The house and the garden contracted with every beat. As I got closer, it beat louder and faster. My heart was nervous. Fluttering. I took a moment to stand still and let it flutter, coaxing it into calmness the way I do with my daughters when they are sick with flu or heartbreak.
I climbed up the stairs to the porch. The third stair was rotten through and required stepping over. At the door, I hesitated. Took a nervous breath and gathered my small courage.
This is it. I am doing this.
I fit the key into the lock. Even after all these years it turned easily. It’s like it wanted to be unlocked, like it was waiting for me.
I let the door swing open. The morning light shone through the dirty windows. It was only one large room, a rustic cabin that could be beautiful if I had tried.
If I try.
I squinted in the half darkness and searched the corners. There she was, exactly where I left her. The fierce, eight-year old me. Knees squeezed close to her chest, her dark, angry eyes staring at me. Her hair had grown long and her clothes ragged. She looked like she could use a sandwich.
I took a few steps towards her. She shrunk into herself.
I’m sorry, I said.
A heartbeat pause.
She opened her mouth and a scream cycloned out. It ripped the roof off the house and toppled the walls.

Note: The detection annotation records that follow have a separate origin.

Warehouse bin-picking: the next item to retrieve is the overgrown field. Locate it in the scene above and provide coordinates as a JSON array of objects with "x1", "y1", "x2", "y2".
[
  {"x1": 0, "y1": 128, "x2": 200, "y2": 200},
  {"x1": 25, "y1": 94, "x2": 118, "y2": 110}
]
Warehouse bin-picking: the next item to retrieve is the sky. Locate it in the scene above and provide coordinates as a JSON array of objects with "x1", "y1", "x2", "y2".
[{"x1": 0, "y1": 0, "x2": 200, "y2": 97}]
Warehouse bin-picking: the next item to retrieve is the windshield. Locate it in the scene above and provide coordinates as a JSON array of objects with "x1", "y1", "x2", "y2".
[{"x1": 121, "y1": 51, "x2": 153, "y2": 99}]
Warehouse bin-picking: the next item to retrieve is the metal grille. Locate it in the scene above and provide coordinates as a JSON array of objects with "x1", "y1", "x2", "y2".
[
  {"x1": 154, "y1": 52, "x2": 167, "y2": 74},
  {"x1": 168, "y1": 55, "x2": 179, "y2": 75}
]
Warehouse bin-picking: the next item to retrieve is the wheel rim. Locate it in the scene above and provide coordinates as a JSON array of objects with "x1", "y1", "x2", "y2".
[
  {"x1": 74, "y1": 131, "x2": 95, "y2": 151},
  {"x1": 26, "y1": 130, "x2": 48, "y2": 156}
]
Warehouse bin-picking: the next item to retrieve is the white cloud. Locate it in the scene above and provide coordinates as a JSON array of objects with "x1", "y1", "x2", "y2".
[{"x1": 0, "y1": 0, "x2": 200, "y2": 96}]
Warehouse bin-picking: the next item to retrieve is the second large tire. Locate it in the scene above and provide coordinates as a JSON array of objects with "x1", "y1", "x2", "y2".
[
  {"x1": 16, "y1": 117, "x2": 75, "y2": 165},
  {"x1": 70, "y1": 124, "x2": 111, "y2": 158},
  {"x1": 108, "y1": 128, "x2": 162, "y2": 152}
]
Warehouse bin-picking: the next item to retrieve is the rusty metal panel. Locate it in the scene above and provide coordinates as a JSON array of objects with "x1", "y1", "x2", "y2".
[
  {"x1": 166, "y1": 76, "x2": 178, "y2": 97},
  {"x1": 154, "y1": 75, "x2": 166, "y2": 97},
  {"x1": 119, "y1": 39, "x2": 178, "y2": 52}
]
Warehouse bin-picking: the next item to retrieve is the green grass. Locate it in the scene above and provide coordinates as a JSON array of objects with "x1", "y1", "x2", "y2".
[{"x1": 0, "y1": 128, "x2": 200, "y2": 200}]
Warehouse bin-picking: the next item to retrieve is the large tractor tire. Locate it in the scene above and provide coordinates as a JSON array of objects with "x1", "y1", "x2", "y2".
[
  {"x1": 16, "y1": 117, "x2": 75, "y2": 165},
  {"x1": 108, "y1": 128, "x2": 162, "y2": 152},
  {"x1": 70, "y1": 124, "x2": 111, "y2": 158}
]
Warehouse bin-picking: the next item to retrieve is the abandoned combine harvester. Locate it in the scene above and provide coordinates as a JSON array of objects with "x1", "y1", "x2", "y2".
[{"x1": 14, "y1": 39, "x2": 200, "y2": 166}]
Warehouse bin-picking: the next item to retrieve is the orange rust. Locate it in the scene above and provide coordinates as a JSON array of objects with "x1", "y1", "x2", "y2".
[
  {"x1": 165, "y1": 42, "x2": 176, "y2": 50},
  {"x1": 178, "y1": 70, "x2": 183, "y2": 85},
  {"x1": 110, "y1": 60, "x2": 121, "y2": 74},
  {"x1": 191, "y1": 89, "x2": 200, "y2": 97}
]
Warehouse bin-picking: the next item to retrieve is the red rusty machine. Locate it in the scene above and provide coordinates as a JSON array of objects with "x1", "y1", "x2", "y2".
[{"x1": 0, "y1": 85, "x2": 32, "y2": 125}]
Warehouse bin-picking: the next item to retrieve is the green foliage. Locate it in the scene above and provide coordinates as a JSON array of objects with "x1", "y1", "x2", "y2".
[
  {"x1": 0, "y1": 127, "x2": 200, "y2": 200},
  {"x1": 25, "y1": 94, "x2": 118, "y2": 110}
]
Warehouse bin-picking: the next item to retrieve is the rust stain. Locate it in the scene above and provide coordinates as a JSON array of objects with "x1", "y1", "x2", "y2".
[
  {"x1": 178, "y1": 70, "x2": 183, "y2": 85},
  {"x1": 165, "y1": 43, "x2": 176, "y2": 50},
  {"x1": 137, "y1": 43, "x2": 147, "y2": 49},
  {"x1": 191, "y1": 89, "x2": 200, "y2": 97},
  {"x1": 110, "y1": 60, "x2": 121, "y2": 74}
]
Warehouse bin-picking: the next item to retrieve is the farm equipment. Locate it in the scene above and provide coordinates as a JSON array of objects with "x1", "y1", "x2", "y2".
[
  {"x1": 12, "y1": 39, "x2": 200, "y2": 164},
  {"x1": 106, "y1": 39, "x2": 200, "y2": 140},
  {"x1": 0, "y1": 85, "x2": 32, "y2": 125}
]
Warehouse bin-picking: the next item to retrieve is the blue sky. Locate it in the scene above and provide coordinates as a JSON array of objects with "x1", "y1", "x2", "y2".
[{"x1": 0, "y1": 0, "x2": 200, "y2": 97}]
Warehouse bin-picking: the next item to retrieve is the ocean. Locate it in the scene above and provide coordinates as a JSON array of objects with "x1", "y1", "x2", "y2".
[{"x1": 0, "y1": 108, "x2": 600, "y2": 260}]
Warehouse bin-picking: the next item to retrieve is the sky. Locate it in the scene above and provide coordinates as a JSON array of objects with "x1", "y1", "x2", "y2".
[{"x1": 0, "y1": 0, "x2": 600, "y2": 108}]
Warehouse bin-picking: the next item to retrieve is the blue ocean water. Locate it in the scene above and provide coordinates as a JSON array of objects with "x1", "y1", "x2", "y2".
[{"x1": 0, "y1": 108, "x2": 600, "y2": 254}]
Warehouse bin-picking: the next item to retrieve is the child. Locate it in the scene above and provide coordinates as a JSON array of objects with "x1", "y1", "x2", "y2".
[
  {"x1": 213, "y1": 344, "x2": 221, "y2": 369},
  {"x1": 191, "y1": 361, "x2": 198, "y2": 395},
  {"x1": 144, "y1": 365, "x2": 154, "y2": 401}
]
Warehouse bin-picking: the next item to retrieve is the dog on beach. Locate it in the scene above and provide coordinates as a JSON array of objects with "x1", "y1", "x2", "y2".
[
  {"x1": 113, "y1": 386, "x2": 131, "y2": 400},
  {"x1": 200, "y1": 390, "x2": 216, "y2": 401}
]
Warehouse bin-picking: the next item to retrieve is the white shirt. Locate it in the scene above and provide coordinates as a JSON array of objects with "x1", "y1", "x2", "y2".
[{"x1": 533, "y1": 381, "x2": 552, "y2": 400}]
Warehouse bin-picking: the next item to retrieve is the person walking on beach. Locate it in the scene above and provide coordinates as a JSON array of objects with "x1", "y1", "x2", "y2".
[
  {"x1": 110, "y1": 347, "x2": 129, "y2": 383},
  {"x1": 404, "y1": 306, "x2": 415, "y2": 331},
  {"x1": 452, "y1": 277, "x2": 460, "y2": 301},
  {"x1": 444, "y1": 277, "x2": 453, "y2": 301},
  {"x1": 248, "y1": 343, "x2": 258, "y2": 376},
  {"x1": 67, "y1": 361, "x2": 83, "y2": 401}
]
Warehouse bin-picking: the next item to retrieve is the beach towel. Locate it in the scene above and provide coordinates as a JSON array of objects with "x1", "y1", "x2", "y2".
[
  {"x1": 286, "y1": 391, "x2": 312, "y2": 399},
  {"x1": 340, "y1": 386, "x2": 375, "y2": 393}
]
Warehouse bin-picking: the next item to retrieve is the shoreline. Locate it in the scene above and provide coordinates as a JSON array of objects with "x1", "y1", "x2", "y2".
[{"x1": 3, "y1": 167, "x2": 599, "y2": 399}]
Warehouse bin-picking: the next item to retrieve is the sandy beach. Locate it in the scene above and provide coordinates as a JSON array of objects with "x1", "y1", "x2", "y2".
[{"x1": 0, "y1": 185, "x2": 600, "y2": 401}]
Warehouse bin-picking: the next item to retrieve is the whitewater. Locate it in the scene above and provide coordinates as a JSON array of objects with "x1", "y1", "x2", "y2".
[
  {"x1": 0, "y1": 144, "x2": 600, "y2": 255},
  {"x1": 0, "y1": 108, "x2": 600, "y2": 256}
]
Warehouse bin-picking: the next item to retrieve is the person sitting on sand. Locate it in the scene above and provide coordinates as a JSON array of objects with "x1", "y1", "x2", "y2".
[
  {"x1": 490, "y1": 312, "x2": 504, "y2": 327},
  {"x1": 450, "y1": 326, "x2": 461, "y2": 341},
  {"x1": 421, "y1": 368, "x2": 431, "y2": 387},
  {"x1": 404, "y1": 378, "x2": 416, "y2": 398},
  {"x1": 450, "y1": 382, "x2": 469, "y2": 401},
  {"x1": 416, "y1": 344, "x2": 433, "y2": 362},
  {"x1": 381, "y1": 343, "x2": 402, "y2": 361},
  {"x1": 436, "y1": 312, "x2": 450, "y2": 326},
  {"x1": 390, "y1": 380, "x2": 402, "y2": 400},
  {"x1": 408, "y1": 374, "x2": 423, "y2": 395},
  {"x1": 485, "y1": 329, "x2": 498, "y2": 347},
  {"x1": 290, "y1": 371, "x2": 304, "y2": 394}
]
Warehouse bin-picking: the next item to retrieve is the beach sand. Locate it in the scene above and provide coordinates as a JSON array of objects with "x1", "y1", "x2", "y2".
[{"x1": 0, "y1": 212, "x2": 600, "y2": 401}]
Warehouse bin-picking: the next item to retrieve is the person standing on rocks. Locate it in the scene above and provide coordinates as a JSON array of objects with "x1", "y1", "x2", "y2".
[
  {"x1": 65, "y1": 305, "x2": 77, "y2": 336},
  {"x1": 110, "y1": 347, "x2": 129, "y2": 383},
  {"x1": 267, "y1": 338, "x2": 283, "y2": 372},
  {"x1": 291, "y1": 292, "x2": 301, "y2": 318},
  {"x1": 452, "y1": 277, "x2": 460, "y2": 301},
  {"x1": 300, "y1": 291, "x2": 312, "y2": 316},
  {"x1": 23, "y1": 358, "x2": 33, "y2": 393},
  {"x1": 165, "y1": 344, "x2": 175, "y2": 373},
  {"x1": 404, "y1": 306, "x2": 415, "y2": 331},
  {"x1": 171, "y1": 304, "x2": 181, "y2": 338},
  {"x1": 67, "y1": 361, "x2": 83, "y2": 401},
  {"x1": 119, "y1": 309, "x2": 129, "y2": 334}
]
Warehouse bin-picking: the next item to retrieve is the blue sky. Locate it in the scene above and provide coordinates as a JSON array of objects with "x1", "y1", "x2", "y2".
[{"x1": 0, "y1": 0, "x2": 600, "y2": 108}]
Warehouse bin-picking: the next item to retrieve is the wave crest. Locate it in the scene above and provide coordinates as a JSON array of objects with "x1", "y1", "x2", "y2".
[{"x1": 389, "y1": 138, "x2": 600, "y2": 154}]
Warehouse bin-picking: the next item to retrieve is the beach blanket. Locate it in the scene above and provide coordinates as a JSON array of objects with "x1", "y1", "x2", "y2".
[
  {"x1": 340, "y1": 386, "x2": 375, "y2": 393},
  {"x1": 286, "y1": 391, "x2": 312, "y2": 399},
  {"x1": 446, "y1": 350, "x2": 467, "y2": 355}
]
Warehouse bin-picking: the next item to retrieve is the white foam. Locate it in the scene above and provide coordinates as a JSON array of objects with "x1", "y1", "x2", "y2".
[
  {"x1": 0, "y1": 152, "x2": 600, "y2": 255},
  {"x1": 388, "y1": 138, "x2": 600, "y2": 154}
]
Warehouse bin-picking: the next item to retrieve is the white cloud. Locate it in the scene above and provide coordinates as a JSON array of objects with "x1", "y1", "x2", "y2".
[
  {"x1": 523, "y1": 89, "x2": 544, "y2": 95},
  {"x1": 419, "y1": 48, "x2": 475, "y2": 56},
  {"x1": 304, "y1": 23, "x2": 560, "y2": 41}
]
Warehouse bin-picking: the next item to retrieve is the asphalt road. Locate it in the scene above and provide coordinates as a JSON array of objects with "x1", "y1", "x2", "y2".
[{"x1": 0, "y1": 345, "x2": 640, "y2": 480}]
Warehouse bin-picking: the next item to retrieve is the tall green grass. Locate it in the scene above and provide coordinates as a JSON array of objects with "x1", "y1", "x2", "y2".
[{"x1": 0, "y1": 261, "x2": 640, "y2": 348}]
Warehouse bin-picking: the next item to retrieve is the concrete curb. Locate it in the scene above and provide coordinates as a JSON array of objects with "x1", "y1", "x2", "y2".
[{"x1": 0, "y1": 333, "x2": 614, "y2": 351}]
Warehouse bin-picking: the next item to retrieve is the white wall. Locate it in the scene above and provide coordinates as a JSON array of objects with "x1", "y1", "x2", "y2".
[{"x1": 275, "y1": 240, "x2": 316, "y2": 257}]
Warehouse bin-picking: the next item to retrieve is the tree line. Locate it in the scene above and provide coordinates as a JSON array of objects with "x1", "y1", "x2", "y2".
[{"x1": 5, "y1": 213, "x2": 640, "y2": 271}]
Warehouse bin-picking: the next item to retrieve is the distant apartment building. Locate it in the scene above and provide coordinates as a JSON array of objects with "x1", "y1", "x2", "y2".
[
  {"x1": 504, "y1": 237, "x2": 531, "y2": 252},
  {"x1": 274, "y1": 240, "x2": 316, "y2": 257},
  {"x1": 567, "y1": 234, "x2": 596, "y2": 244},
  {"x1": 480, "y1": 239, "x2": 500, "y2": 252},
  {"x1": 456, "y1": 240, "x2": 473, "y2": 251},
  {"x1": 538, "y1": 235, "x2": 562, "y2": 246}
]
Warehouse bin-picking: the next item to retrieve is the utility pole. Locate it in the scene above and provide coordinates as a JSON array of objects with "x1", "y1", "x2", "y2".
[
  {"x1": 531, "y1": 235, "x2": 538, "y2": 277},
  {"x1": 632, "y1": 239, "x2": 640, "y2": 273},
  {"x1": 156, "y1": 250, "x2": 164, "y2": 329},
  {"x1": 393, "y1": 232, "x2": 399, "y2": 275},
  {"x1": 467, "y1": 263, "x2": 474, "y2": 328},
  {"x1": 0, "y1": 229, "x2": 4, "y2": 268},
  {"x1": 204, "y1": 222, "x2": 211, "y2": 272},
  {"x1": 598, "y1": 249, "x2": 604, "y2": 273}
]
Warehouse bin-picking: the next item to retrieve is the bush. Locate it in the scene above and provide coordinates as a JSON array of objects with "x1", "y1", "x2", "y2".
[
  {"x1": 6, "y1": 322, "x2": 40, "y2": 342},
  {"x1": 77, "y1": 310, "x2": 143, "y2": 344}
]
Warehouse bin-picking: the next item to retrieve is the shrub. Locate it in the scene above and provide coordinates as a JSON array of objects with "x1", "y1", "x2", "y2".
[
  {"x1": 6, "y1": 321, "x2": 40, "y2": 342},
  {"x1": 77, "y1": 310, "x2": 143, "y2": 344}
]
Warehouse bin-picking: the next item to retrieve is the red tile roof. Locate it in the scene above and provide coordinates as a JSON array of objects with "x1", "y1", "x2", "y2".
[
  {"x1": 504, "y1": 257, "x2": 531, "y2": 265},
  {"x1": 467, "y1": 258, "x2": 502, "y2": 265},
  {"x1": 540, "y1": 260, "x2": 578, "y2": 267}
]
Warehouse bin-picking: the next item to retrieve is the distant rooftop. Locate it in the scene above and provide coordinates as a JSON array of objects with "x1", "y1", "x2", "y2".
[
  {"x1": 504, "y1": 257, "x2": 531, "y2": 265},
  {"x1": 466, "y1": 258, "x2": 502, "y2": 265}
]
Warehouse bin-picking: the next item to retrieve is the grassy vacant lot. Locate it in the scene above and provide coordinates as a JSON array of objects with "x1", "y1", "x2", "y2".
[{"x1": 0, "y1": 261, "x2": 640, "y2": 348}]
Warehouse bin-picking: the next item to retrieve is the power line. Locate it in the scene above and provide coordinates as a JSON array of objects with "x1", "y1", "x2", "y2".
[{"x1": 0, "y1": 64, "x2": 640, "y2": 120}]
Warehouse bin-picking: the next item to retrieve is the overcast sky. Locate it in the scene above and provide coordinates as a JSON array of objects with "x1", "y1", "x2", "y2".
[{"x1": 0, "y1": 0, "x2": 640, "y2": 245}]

She will be screaming for a long time, I think.
That’s ok. It is a start.
I’ll wait with a cup of hot chocolate and a package of cookies. Keep on saying sorry until she stops.
6 thoughts on “On the 38th Anniversary of my Father’s Death”
My heart goes out to you, la petite fille de huit ans, la femme d’aujourd’hui, la mère, l’écrivaine. Et tellement davantage. Much love.
I read this twice – once to my sister over coffee this morning. I wanted you to know what an incredible and important thing you have done. Besides your skill as a writer, what you express changes lives and worlds. Thank you. Karen & Annemarie (she asked me to tell you too!)
Thanks so much for those kind words Karen & Annemarie and for taking the time to reach out. I can’t tell you how much it means to me!
Wow! What a powerful piece of writing. A beautiful metaphor.
Your writing is beautiful Lina. Your pain comes through in spades. Keep writing. Don’t stop.
Thanks Leslie- that is lovely to hear and also lovely to hear from you!